(I should probably go back and add that warning to like half my posts…)
Maney is a puzzle that I’m trying to piece together. It’s like I am separate from Maney, and I need to get her back in gear to live and hopefully someday desire life.
One thing I like to do is read. I recently received a plethora of my favorite books, used and cheap, the way I like my literature. So far I’ve consumed Peter and the Starcatchers, and I’m inching my way through Life of Pi (a favorite) and I Thought It Was Just Me (but it isn’t): Making the Journey from “What Will People Think?” to “I Am Enough” by Brené Brown, which is new to me. Books are like friends–safe ones I don’t have to worry about thinking that I’m mental, since our entire relationship is mental. Who says money can’t buy happiness? If money can buy friends, then I wonder what it can’t buy.
Another thing I do to piece myself back together is play guitar. It became a hobby over this last semester, as I’ve explained before. I’m not the best at playing or singing, but I love it. I love hearing my voice intertwine with the strong, reverberating chords, or the gentle, rhythmic pluck of my fingers.

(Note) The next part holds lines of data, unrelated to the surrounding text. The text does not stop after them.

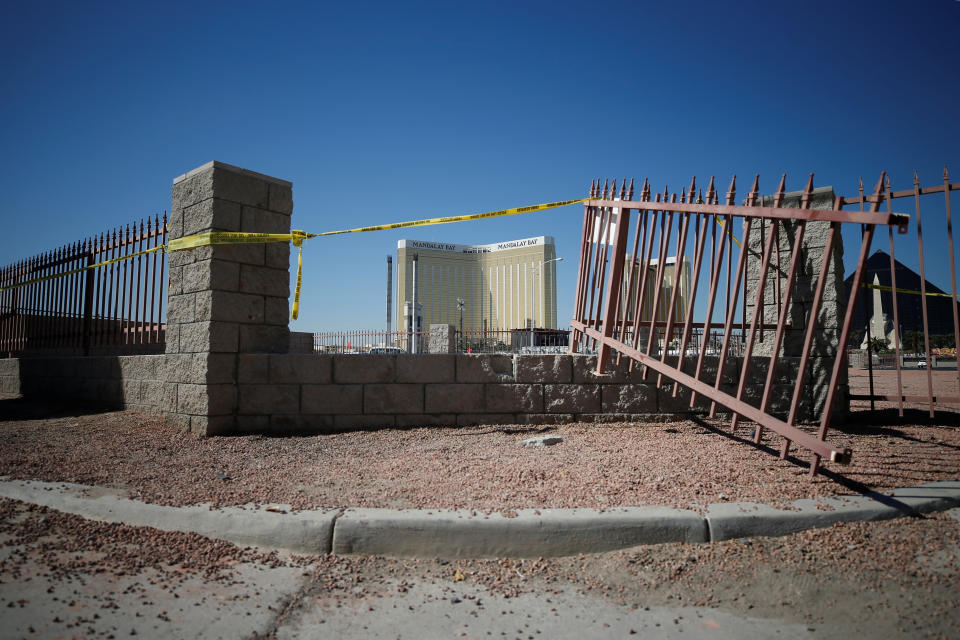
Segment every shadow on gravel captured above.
[0,396,105,422]
[848,402,960,431]
[690,416,924,518]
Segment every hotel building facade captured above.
[395,236,557,331]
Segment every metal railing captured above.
[313,329,429,354]
[0,214,167,357]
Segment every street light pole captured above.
[457,298,464,351]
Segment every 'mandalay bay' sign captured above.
[397,236,553,253]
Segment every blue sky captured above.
[0,0,960,331]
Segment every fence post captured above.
[165,162,293,435]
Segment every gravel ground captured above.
[0,390,960,513]
[0,500,960,638]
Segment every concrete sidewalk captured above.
[0,479,960,558]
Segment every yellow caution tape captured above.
[308,198,593,238]
[0,198,591,320]
[860,282,953,298]
[0,244,166,291]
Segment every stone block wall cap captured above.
[173,160,293,187]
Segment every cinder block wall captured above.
[223,354,733,433]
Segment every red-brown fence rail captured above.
[842,168,960,418]
[0,214,167,357]
[571,174,909,474]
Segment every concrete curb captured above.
[706,481,960,541]
[0,478,960,558]
[333,507,707,558]
[0,480,337,553]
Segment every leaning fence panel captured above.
[571,176,908,473]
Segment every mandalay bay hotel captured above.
[396,236,557,331]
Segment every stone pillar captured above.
[745,187,849,422]
[166,161,293,435]
[427,324,457,353]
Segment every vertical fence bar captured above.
[913,171,934,418]
[888,176,904,418]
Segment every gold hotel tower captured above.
[395,236,557,331]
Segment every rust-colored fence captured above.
[0,214,167,357]
[843,168,960,418]
[571,174,916,474]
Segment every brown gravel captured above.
[0,392,960,512]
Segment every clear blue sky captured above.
[0,0,960,331]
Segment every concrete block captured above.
[163,413,190,431]
[332,414,396,431]
[270,353,333,384]
[269,413,334,434]
[516,355,573,384]
[363,384,423,414]
[240,264,290,298]
[457,354,514,382]
[213,166,270,208]
[200,353,237,384]
[333,507,707,558]
[263,296,290,324]
[159,353,207,384]
[396,413,457,428]
[333,355,397,384]
[484,384,543,413]
[121,380,143,406]
[239,324,290,353]
[237,384,300,414]
[190,415,236,436]
[235,415,271,433]
[424,384,484,413]
[396,353,456,382]
[178,321,240,353]
[286,332,313,354]
[163,324,180,353]
[517,413,577,424]
[140,380,177,411]
[570,355,632,384]
[600,384,657,413]
[0,358,20,376]
[457,413,520,427]
[301,384,363,414]
[240,207,290,233]
[180,260,240,293]
[177,384,210,415]
[167,293,197,326]
[183,198,240,236]
[237,353,270,384]
[195,291,263,324]
[267,184,293,216]
[543,384,600,413]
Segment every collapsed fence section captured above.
[571,174,909,473]
[0,214,167,357]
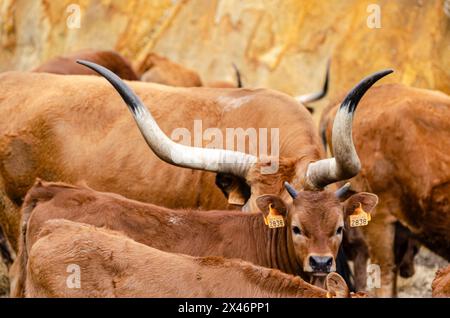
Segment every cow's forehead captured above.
[290,191,342,225]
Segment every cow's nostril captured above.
[309,256,333,272]
[309,256,318,269]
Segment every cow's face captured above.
[256,191,378,277]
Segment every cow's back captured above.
[324,84,450,259]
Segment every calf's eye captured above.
[292,226,302,235]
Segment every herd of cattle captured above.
[0,51,450,297]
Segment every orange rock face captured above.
[0,0,450,103]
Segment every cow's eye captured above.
[292,226,302,235]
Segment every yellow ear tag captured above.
[349,202,372,227]
[263,203,284,229]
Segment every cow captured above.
[205,63,243,88]
[138,53,203,87]
[431,265,450,298]
[0,60,390,250]
[0,64,391,296]
[32,50,139,81]
[342,221,420,296]
[11,180,377,297]
[26,219,358,298]
[320,84,450,296]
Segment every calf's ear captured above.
[344,192,378,216]
[325,272,350,298]
[256,194,287,217]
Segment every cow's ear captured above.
[216,173,250,206]
[344,192,378,216]
[256,194,287,217]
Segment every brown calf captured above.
[26,220,356,298]
[11,181,377,297]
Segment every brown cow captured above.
[321,84,450,296]
[0,63,389,250]
[11,180,377,297]
[33,50,138,81]
[0,65,391,298]
[26,220,356,298]
[431,265,450,298]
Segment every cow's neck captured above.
[241,265,327,298]
[263,223,304,277]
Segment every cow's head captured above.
[256,183,378,279]
[78,61,392,280]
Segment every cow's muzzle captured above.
[308,255,333,273]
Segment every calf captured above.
[26,220,356,298]
[11,181,377,297]
[431,265,450,297]
[33,50,138,81]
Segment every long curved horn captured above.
[305,70,393,190]
[295,60,330,105]
[77,60,257,178]
[334,182,351,198]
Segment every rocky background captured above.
[0,0,450,105]
[0,0,450,297]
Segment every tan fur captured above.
[26,220,356,298]
[431,266,450,298]
[0,72,324,253]
[11,181,376,297]
[320,84,450,296]
[33,50,138,81]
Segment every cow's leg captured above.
[364,207,395,297]
[0,176,20,252]
[0,177,20,295]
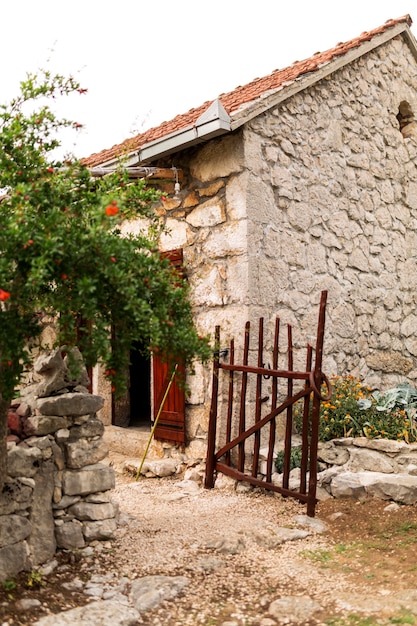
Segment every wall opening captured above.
[112,342,151,429]
[396,100,417,138]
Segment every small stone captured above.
[15,598,41,611]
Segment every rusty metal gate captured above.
[205,291,331,517]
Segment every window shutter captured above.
[153,250,185,444]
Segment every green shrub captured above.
[275,446,301,474]
[294,376,417,443]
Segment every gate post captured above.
[307,291,327,517]
[204,326,220,489]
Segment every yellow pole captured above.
[136,363,178,480]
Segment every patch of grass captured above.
[389,610,417,624]
[26,569,46,587]
[300,550,333,563]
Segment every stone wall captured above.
[245,37,417,389]
[0,350,117,581]
[100,37,417,448]
[317,437,417,504]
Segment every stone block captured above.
[0,479,33,515]
[7,446,42,478]
[37,393,104,415]
[65,439,109,469]
[24,415,68,437]
[318,441,349,465]
[28,461,56,565]
[68,502,116,522]
[330,472,366,500]
[55,521,85,550]
[83,518,117,541]
[62,463,115,496]
[0,515,32,548]
[0,541,28,581]
[70,417,104,439]
[33,600,139,626]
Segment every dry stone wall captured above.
[0,350,117,580]
[317,437,417,505]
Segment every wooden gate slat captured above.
[226,339,235,465]
[252,317,264,477]
[237,322,250,472]
[205,291,331,516]
[266,317,279,483]
[282,324,294,489]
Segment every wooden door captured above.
[153,250,185,444]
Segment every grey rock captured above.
[70,417,104,439]
[205,537,246,554]
[37,393,104,415]
[62,463,115,496]
[28,461,56,565]
[62,578,84,591]
[331,472,366,500]
[64,439,109,469]
[24,415,68,434]
[294,515,328,534]
[83,585,104,598]
[38,559,58,576]
[253,527,311,549]
[68,502,116,521]
[0,515,32,548]
[7,446,42,478]
[0,478,35,515]
[347,448,395,474]
[130,576,190,611]
[55,520,85,550]
[33,600,139,626]
[138,459,178,478]
[83,519,117,541]
[84,492,111,505]
[52,496,81,510]
[196,557,223,572]
[318,441,349,465]
[0,541,29,581]
[15,598,42,611]
[268,596,322,624]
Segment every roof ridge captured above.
[83,14,413,167]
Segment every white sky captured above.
[0,0,417,156]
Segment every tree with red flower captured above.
[0,72,209,490]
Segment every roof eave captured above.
[136,114,231,164]
[94,100,231,167]
[231,22,417,130]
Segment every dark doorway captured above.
[112,343,151,428]
[129,344,151,426]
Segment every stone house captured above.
[85,15,417,457]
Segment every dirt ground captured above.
[0,475,417,626]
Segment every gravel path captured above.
[105,466,354,626]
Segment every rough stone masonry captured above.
[0,350,117,580]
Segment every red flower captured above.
[106,200,119,217]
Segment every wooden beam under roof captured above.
[90,167,183,181]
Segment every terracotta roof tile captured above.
[83,15,412,167]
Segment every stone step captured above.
[103,426,164,459]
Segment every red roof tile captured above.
[83,15,412,167]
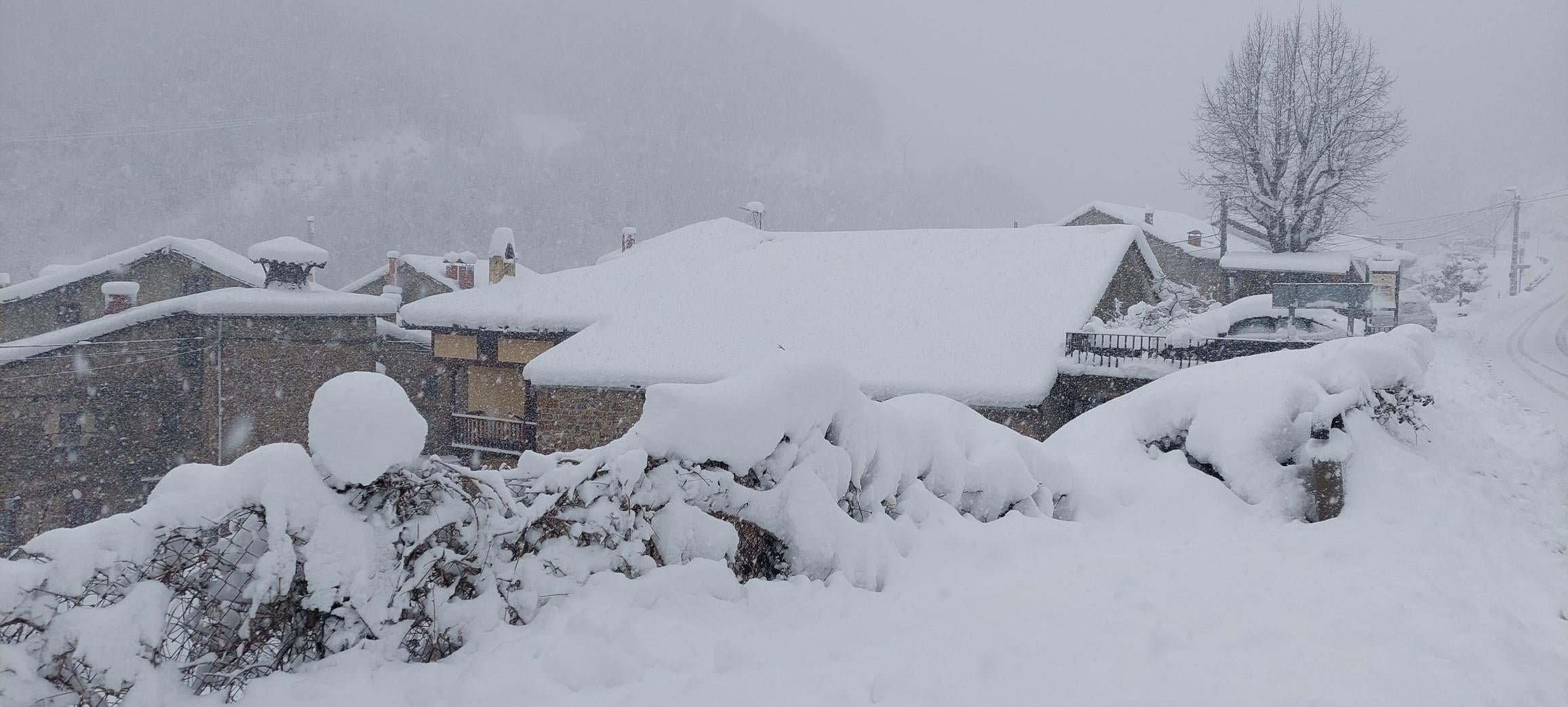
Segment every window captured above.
[180,274,212,294]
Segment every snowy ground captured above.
[212,324,1568,707]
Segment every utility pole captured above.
[1508,190,1519,297]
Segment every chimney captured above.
[454,251,478,290]
[489,226,517,284]
[384,251,403,287]
[100,282,141,315]
[245,235,326,290]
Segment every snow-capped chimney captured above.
[100,282,141,313]
[489,226,517,284]
[456,251,478,290]
[245,235,326,290]
[386,251,403,287]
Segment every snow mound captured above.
[311,372,429,484]
[1044,324,1432,529]
[245,235,328,265]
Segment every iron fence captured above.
[452,413,538,455]
[1066,330,1322,368]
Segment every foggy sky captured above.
[748,0,1568,230]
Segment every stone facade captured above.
[0,313,381,547]
[0,251,251,342]
[1063,208,1226,299]
[376,340,456,455]
[530,385,643,453]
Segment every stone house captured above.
[1057,201,1268,301]
[400,219,1160,459]
[0,237,263,342]
[0,246,450,549]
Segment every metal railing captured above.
[1066,330,1322,368]
[452,413,538,455]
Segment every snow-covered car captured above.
[1187,294,1347,342]
[1221,310,1346,342]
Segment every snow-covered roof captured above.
[337,251,505,292]
[1306,233,1421,263]
[1220,251,1352,274]
[403,218,1159,406]
[1057,201,1267,259]
[245,235,328,265]
[0,287,397,364]
[0,235,265,303]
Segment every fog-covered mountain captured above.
[0,0,1047,282]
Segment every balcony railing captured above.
[452,413,538,455]
[1066,330,1322,368]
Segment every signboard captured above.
[1273,282,1372,309]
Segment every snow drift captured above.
[0,354,1060,704]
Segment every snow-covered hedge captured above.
[1044,324,1432,525]
[0,360,1065,704]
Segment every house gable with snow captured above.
[0,287,450,547]
[401,219,1160,451]
[0,237,263,342]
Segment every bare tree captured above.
[1185,6,1405,252]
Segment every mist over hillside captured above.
[0,0,1051,282]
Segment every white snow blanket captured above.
[401,219,1159,406]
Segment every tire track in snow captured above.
[1506,294,1568,400]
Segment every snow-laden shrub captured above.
[1044,324,1432,525]
[0,354,1065,706]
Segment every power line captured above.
[0,108,392,145]
[0,337,207,349]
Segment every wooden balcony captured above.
[452,413,538,455]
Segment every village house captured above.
[0,237,263,342]
[401,218,1162,455]
[0,238,452,549]
[1057,201,1416,303]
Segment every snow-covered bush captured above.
[0,354,1065,706]
[1044,324,1432,525]
[1417,238,1491,303]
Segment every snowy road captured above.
[1443,249,1568,426]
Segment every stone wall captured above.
[376,340,456,455]
[530,385,643,453]
[975,375,1150,439]
[0,252,250,342]
[0,313,378,549]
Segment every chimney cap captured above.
[99,281,141,297]
[245,235,328,268]
[489,226,517,257]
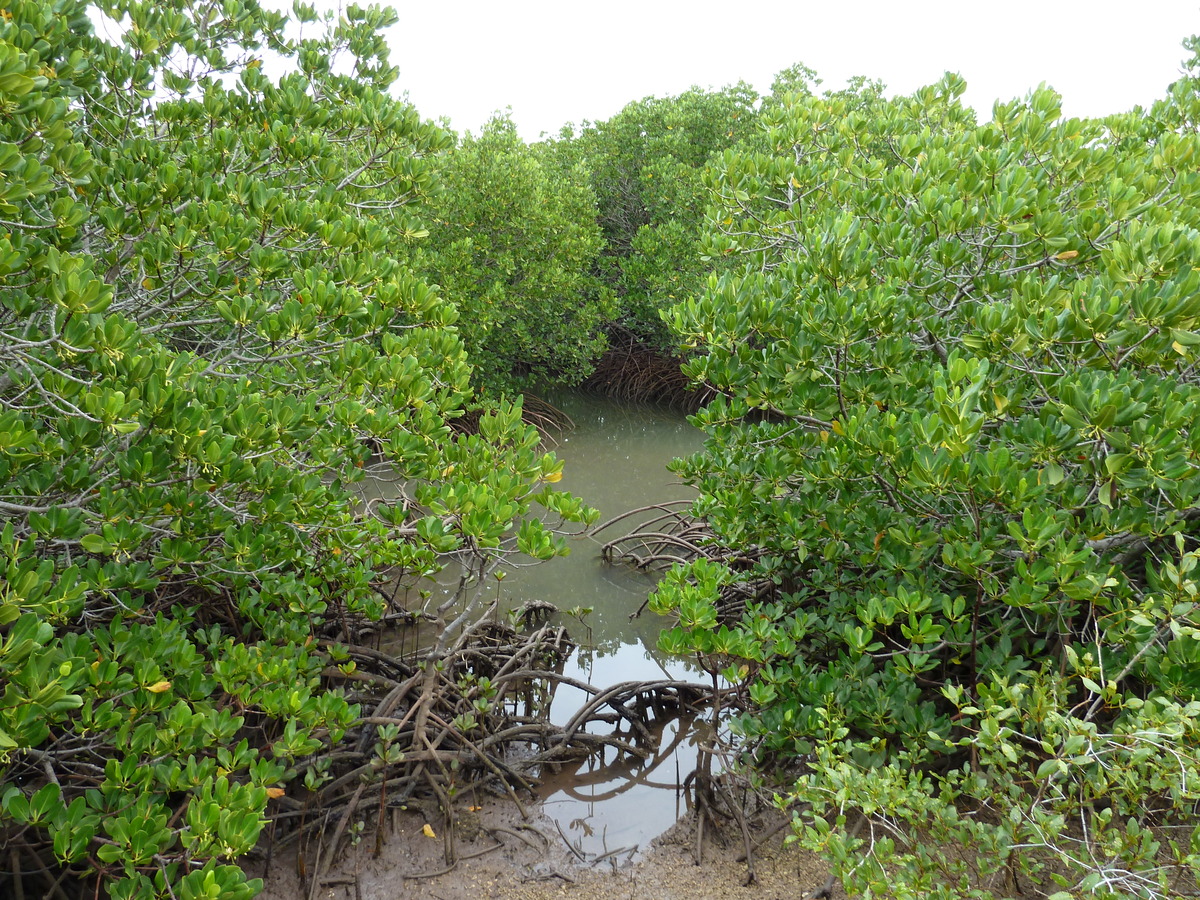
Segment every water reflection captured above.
[360,395,707,862]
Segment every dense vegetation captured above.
[0,0,1200,900]
[0,0,586,898]
[656,52,1200,899]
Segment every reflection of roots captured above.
[592,500,776,620]
[279,619,719,896]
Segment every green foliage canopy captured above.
[416,118,612,391]
[655,51,1200,898]
[0,0,588,898]
[552,84,757,352]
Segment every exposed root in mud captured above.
[272,611,730,896]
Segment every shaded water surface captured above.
[364,395,706,860]
[528,396,704,859]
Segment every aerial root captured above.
[271,622,727,883]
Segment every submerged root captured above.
[272,620,725,892]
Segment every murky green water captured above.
[523,396,704,859]
[364,395,707,860]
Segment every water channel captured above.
[367,395,706,859]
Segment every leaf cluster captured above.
[654,52,1200,898]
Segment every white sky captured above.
[355,0,1200,139]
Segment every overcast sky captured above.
[343,0,1200,139]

I love finding songs on the internet and then playing them within a few minutes. It makes me feel beautiful. It makes me feel desirable. It makes me feel worthy of love.
The final and hardest thing I’ve been trying lately is talking to people. It’s almost daily that I want to run my wrists over shards of glass, or cover my ears and scream in a corner, or bash my head against something until the stupidity of life ends. I often long for the peace I associate with death. Peace, and reunion, mostly with Jesus Christ, because it’s hard to imagine that meeting being anything but wonderful.
But anyway, talking to people. It’s hard. I get distracted. I start to feel guilty for things I don’t have any right to feel guilty for. And the guilt usually morphs into shame–I ask myself why I even exist if I’m so pathetic and depressed and awkward. It’s exhausting. It makes me want to go to sleep and never care about anyone or anything again. (I’m doing better, though, because at least I can separate these feelings from other, happier ones. Better than moving from bad feelings to numbness.)
Sometimes it doesn’t make sense, this being alive thing. It’s so hard. It’s His love that keeps me going. He gives me a flicker of hope to move forward, to take another step, to hold on a little longer. So, Team, hold on, if only because I am holding on. If only because He loves you, and He wants you to have joy.